Quick Dismissals, I Mean Looks: HAWX and Onechanbara: Samurai Bikini Squad

I really like the word stymie. I think I first came across it while playing an old tabletop role-playing game called TORG, where it was a game mechanic that happened to your characters, setting them back from beating the bad guys. Games, especially video games, are of course all about putting up challenges and having the players overcome them. But stymieing someone is more than just challenging them: it's making things so difficult that they want or are forced to give up. Last week I played two games that just totally stymied me – neither because the game play involved was challenging, but rather because the lack of fun totally stymied me, forcing me to quit playing them.

First off, there's Tom Clancy's HAWX, an air-combat simulation game that seems solid and typical of the genre, reminding me a lot of Ace Combat 6, another game I couldn't get into. It's this weird sub-genre of fighter plane sims where you're flying carefully modeled real world fighter jets in realistically modeled worlds, except to make it a fun game instead of a real simulation of modern air combat, your jets carry 260 missiles instead of like, 6 or 8 as they might in the real world. That's absolutely necessary I think for making a fun game, because only getting a half-dozen shots before heading home would suck. But the core game play of HAWX is just so strangely dull. You're in a carefully digitally modeled jet attacking what I presume are other carefully modeled jets and tanks and helicopters, but you're engaging them from such distances that all you really do is wait for your yellow radar diamond to turn red, indicating lock on. Then you hit the fire button once, maybe twice to be sure, and th missile homes in on your target, which usually explodes. So the game comes down mostly to watching yellow diamonds creep across the screen and turn red. I. Just. Don't. Care.
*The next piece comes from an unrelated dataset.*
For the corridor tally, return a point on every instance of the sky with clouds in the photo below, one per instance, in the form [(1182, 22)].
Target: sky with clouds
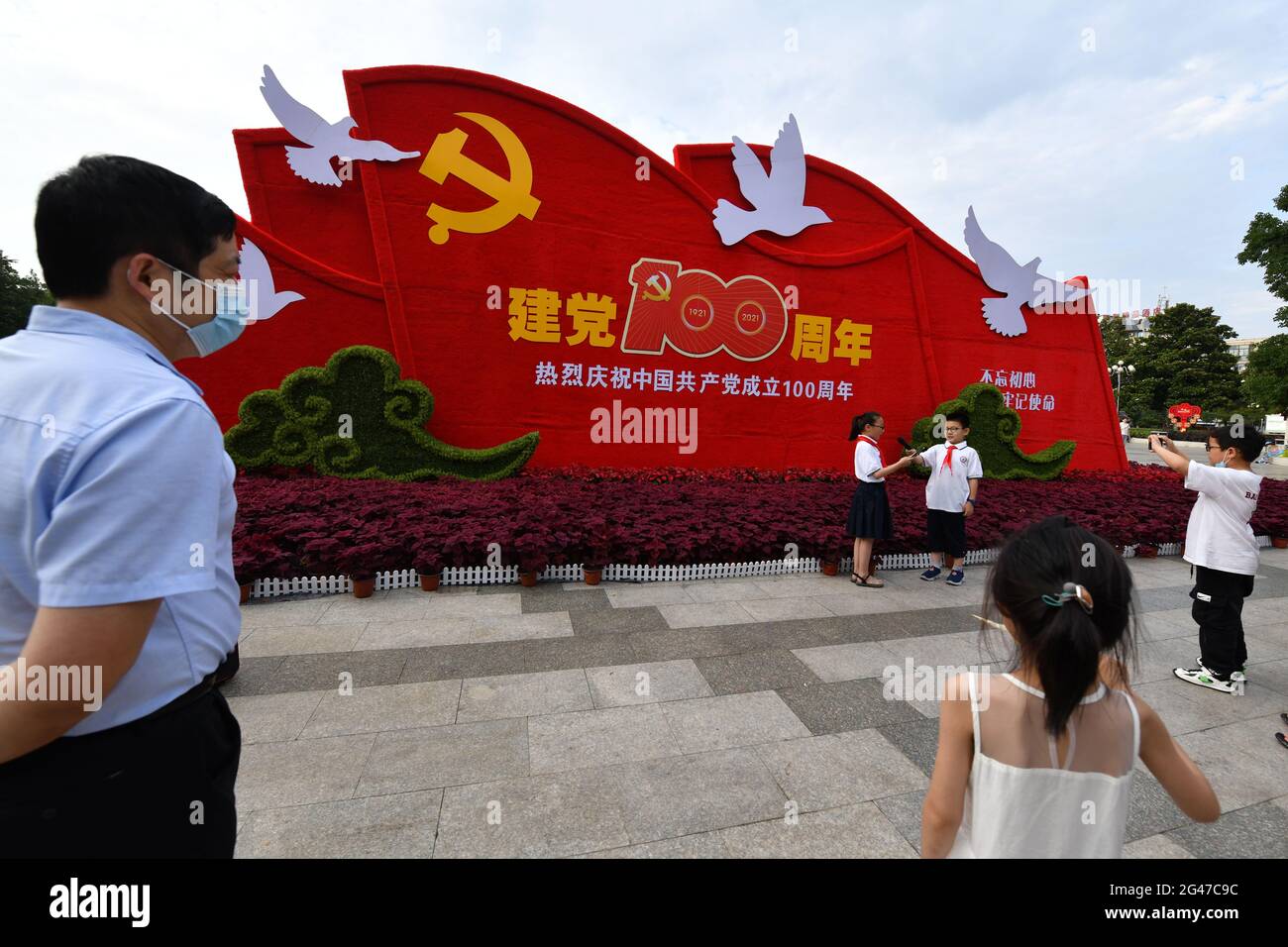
[(1129, 142)]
There's more to this game, and I'm not giving it a fair shake here, I admit that. And it's not just because Tom Clancy was once a total asshole to a friend of mine (although he totally was). I just was bored from moment one, and a couple hours later was still bored. The near future, private military contractors storyline is uninspired and uninteresting. The pacing is a weird mix of seeming to slowly creep across the giant levels until you get right up on the enemies and find you're going super fast, which is an issue inherent in the scale at which these kinds of encounters take place. Also, it didn't help that it crashed my X-Box every other time I tried to load it. Other people say the co-op multi-player is a lot of fun. It's been getting decent reviews. If you love you some jets, give it a shot. I was stymied.

At the other end of the spectrum, we have Oncechanbara: Samurai Bikini Squad, which has a totally awesome premise (women in bikini's with samurai swords fighting zombies) and is yet just a totally shitty game. First off, my big personal annoyance – for whatever reason this game never awarded my the X-Box Live Achievements I was supposed to be accruing for my bloody victories. What the hell? Achievements were the only reason to keep playing once the novelty of the bikini-clad ponderous breasts jiggling physics had worn off. I suggest you spend your time and save your money by just perusing Deviant Art instead (NSFW).

To sum up: you and your sister are bikini-clad heroines with some magic blood that makes you kick extra ass. Zombies are overrunning the city. You need to chop them up by hitting the A button over and over again. Occasionally you'll have to stop chopping long enough to flick the blood off your sword, otherwise it'll get stuck in the bodies of your foes. You can unlock new skimpy out fits to play dress up with. Later in the game you also get to play a third hot woman who wields an Uzi in one hand and a Shotgun in the other and does this weird shimmy/ass shake thing when she reloads. You'll pass through the same levels going different directions, you'll suffer through inscrutable storytelling. The novelty will wear of pretty quick, to the point where not even riding a motorcycle while chopping zombie dogs seems exciting anymore. Your frustration and disgust with the sloppy design and repetitive game play will make you want to quit, and then you will. You will be stymied, just like me.